Что же будет с Кириллом, если все-таки это именно он напал на Богомолова? И что будет с театром, если Богомолов не вернется? Придет новый худрук? Или поставят Сеню Дудника? Оба варианта для Малащенко плохие, потому что Дудник ориентирован на современные пьесы, а ставить нечего, и виноват во всем, как всегда, завлит. Не авторы, которые не пишут хороших достойных пьес, а он, Илья Фадеевич Малащенко, который эти пьесы найти не может. За пять лет работы с Богомоловым Илья Фадеевич так и не приспособился к вкусам и потребностям художественного руководителя, а когда приносил пьесы, слышал в ответ одно и то же: «Это не то. Надо другое». А какое другое? Лев Алексеевич ничего не объяснял, только сердился, кричал и унижал завлита. Но все-таки не выгнал. И не выгонит. А вот как поведет себя Дудник, вкусу которого тоже придется учиться угождать? Нет уж, лучше старое и привычное, чем новое и непонятно какое.

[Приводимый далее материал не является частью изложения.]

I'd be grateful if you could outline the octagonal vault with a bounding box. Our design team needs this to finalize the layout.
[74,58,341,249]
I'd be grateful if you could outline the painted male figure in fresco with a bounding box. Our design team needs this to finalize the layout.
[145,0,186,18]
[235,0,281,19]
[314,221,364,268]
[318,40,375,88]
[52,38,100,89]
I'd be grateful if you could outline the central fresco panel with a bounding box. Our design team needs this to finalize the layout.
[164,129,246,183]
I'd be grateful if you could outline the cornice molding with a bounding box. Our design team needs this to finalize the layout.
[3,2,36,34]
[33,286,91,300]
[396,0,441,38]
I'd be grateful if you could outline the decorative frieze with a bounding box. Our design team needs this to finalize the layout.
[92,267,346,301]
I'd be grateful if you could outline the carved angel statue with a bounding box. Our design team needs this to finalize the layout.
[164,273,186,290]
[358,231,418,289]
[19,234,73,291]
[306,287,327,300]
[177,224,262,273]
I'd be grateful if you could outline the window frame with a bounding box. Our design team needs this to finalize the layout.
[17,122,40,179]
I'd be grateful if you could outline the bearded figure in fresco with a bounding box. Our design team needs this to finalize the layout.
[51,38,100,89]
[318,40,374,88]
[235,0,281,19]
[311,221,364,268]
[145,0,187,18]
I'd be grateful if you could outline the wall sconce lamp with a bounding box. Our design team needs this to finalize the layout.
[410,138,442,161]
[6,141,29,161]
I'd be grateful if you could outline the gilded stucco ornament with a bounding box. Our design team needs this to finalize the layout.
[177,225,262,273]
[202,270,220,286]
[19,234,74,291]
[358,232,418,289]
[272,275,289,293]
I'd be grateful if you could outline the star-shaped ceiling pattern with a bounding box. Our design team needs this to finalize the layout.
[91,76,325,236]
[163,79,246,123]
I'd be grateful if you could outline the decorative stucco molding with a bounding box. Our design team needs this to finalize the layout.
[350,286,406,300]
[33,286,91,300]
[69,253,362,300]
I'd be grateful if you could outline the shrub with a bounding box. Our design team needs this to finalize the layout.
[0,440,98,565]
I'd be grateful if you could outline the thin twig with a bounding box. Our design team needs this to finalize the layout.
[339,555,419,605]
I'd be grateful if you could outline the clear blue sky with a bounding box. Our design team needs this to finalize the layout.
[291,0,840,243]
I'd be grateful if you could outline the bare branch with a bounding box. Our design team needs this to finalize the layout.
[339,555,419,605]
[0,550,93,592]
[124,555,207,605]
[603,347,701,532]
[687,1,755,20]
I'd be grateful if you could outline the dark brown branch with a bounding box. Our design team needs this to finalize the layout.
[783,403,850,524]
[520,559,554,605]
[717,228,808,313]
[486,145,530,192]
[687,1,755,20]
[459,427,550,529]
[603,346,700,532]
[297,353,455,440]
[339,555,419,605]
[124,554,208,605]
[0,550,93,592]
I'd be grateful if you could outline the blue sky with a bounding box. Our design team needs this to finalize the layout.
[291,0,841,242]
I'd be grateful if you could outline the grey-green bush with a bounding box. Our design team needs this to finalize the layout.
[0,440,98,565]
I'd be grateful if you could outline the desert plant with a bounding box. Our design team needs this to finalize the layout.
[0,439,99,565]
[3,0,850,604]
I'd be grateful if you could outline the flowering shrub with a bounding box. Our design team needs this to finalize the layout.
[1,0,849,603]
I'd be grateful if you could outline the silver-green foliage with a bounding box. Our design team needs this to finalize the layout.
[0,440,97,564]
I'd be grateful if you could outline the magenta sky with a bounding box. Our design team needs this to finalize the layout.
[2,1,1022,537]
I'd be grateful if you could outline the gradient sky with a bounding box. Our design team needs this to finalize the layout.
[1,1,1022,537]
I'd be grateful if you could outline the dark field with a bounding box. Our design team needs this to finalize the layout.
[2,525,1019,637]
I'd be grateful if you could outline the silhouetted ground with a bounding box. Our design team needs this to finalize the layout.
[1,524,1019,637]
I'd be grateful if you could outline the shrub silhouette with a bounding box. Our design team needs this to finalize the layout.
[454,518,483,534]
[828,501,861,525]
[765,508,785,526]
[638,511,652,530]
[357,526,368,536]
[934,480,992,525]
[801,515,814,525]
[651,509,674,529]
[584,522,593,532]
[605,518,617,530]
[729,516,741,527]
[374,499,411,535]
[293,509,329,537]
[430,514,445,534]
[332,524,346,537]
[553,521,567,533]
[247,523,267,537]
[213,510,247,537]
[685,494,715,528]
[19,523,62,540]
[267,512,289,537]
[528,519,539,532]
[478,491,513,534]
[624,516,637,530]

А если на место Богомолова придет кто-то совсем чужой, то начнется свистопляска с кадрами, новый худрук приведет своего завлита, а его, Илью Фадеевича, отправят на пенсию. Кому он будет нужен в свои семьдесят шесть лет? Кто возьмет его на работу? Ах, Кирюша, Кирюша, неужели это все-таки ты сделал? Я помню, как ты сердился, как гневался, когда я попал в больницу после того худсовета, ты приехал ко мне, сидел на краю постели, держал меня за руку, а я рассказывал тебе, как Лев Алексеевич меня оскорблял. Понятно, ты хотел за деда посчитаться, и как дед я могу этому только радоваться, но ведь не таким же чудовищным способом! Ты же чуть человека не угробил, Кирюша! А может, и угробил, это еще как повернется. И сядешь ты в тюрьму на долгие годы. А я останусь совсем один, да еще и без работы. Потому, что даже если со Львом Алексеевичем все обойдется и он вернется в театр, то, когда тебя поймают и разоблачат, все узнают, что это мой внук чуть не убил Богомолова, и держать меня на этой работе Богомолов не станет. И никто не стал бы. Я на его месте тоже не стал бы. Так что моя судьба понятна. Тебя только жалко, Кирюша. И Богомолова тоже жалко, какой ни противный он человек, но ведь человек же и лежит теперь без сознания, и неизвестно, что с ним будет, если он вообще выживет. И жену его молоденькую тоже очень жалко. Два дня назад Илья Фадеевич вместе с завтруппой ездил в больницу, видел Леночку Богомолову, говорил с ней, спрашивал, как Лев Алексеевич. Они и сочувствовали, и помощь предлагали, только Леночка их как будто не слышала. На нее смотреть больно, почернела вся, исхудала за несколько дней, руки дрожат, голос тоже дрожит, глаза опухшие не то от слез, не то от бессонницы. Жаль девочку. Если бы можно было чем-то реально помочь ей или Льву Алексеевичу, Малащенко сделал бы все, что мог.